言葉をとらえるために
そう思ったあとにいざ書こうとしたら、「あれなんだっけ?」
書いてみたけど、「さっきとちょっと違うな…」
そんなふうになることがある。
そういうとき、「ああ、やってしまった。せっかくいい言葉が思い浮かんだのに…」と残念に思う。
せっかくの言葉も残せなくては、ちょっとさびしい。noteを書いている人もそうだし、文章を書きたい人はそんな切ない思いをしたことがある人も多いのではないだろうか。
だから”言葉のとらえ方”を考えていこうと思う。文章を書きたい僕たちにできることは何なのかを考えてみる。
書く人は世界を切り取っている
文章を書きたい人。文章を書くことで自分を表現している人。誰かに読んでもらいたい人、知ってもらいたい人。

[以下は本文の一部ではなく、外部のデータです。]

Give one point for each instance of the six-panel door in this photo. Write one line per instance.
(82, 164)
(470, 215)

そういう書く人は、『世界を切り取っている』のだとぼくは思う。
ぼくは世界を切り取って、言葉にしている。
それは自分が考えた言葉の意味や行動。動いた感情。感じた事柄。ありとあらゆるものを自分の言葉にかえて、文章に直して、見た世界を共有したり、伝えたいと思っているということではないだろうか。
たとえば『春』という言葉がある。
これをどう文章にして、世界を切り取るだろうか。だれかは、出会いの季節をあらわすかもしれない。あるいは桜の思い出語る人もいるだろう。
ぼくはこんな文章を書いた。春に思い出す人にたいするラブレター。
同じ言葉でも感じること、表現したい世界は人によってまったく違うものになる。
だから文章は面白いし、ぼくはいろんな人が切り出したいと思った世界を読みたいと思うんだ。
言葉は流れゆくもの
とめどない川の流れのように、言葉はいつだって流れゆくものだ。
浮かんでは流れ、落ちてきては流れ、降ってきては流れる。
川の中に入ってしまったものがみな流されていくように、言葉も思考の数々に流されていってしまう。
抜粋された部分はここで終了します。